Context
The context
element describes the properties
that apply to the operator as a whole and are not associated with
particular parameters or ports of the operator. It also includes common
definitions that are referenced in other places in the operator model.
Listing 4: The context type
Listing 4 gives the basic structure.
<xs:complexTypename=contextType">
<xs:sequence>
<xs:element name="description" type="common:descriptionType" minOccurs="0" maxOccurs="1"/>
<xs:element name="iconUri" type="iconUriType" minOccurs="0" maxOccurs="unbounded"/>
<xs:element name="metrics" minOccurs="0" maxOccurs="1"/>
<xs:element name="customLiterals" type="enumerationsType" minOccurs="0" maxOccurs="1"/>
<xs:element name="customOutputFunctions" type="customOutputFunctionsType"
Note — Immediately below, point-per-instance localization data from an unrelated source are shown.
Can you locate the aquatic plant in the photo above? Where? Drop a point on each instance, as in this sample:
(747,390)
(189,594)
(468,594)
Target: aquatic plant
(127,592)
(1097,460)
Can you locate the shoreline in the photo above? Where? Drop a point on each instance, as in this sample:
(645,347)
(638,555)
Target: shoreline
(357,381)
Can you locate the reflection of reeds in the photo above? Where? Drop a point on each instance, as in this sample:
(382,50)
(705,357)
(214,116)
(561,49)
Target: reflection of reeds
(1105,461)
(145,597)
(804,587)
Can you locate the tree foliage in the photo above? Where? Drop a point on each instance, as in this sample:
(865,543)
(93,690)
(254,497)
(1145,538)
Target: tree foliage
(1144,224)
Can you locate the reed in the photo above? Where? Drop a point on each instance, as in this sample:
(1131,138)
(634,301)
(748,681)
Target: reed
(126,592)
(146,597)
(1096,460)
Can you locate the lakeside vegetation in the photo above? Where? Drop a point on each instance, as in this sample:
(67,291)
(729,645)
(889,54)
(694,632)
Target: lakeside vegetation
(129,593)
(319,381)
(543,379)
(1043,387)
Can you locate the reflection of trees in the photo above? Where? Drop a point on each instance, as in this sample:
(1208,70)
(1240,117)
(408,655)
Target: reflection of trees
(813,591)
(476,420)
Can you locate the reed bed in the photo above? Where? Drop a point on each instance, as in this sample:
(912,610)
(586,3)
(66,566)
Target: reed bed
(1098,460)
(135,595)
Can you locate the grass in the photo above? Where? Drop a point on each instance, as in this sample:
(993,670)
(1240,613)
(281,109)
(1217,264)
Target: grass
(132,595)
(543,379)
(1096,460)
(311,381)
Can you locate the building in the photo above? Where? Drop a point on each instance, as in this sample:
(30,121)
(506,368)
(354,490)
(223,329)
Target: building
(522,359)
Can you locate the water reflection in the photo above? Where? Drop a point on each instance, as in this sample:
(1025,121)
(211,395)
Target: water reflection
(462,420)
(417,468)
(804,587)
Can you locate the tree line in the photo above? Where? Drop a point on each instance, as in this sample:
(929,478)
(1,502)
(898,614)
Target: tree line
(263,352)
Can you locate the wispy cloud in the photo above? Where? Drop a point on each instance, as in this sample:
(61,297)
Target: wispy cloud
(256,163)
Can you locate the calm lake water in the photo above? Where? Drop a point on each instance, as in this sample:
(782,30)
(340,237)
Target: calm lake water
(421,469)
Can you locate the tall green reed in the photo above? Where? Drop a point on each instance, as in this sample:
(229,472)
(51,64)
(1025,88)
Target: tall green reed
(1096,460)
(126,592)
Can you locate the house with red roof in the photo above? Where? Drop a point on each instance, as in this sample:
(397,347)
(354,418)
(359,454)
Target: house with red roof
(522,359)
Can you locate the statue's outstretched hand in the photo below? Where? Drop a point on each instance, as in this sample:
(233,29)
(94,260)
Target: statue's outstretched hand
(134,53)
minOccurs="0" maxOccurs="1"/>
<xs:element name="libraryDependencies" type="libraryDependenciesType"
minOccurs="0" maxOccurs="1"/>
<xs:element name="providesSingleThreadedContext" type="singleThreadedContextType"/>
<xs:element name="incrementalCompilationStrategy" type="incrementalCompilationStrategyType"
minOccurs="0" maxOccurs="1"/>
<xs:element name="allowCustomLogic" type="xs:boolean" minOccurs="0" maxOccurs="1"/>
<xs:element name="codeTemplates" type="codeTemplatesType" minOccurs="0" maxOccurs="1"/>
<xs:element name="splExpressionTree" type="splExpressionTreeType"
minOccurs="0" maxOccurs="1"/>
<xs:element name="capability" type="xs:string"
minOccurs="0" maxOccurs="unbounded"/>
</xs:sequence>
<xs:attribute name="verificationModule" type="xs:token"/>
</xs:complexType>
<xs:complexType name="iconUriType">
<xs:simpleContent>
<xs:extension base="xs:string">
<xs:attribute name="size" type="xs:int" use="required"/>
</xs:extension>
</xs:simpleContent>
</xs:complexType>
<xs:complexType name="metricsType">
<xs:sequence>
<xs:element name="description" type="common:descriptionType" minOccurs="0" maxOccurs="1"/>
<xs:element name="metric" type="metricType" minOccurs="0" maxOccurs="unbounded"/>
</xs:sequence>
</xs:complexType>
<xs:complexType name="metricType">
<xs:sequence>
<xs:element name="name" type="xs:string"/>
<xs:element name="description" type="common:descriptionType"/>
<xs:element name="kind" type="metricKindType"/>
<xs:element name="dynamic" type="xs:boolean" minOccurs="0" maxOccurs="1"/>
</xs:sequence>
</xs:complexType>
<xs:simpleType name="metricKindType">
<xs:restriction base="xs:string">
<xs:enumeration value="Counter"/>
<xs:enumeration value="Gauge"/>
<xs:enumeration value="Time"/>
</xs:restriction>
</xs:simpleType>
<xs:complexType name="enumerationsType">
<xs:sequence>
<xs:element name="enumeration" type="enumerationType"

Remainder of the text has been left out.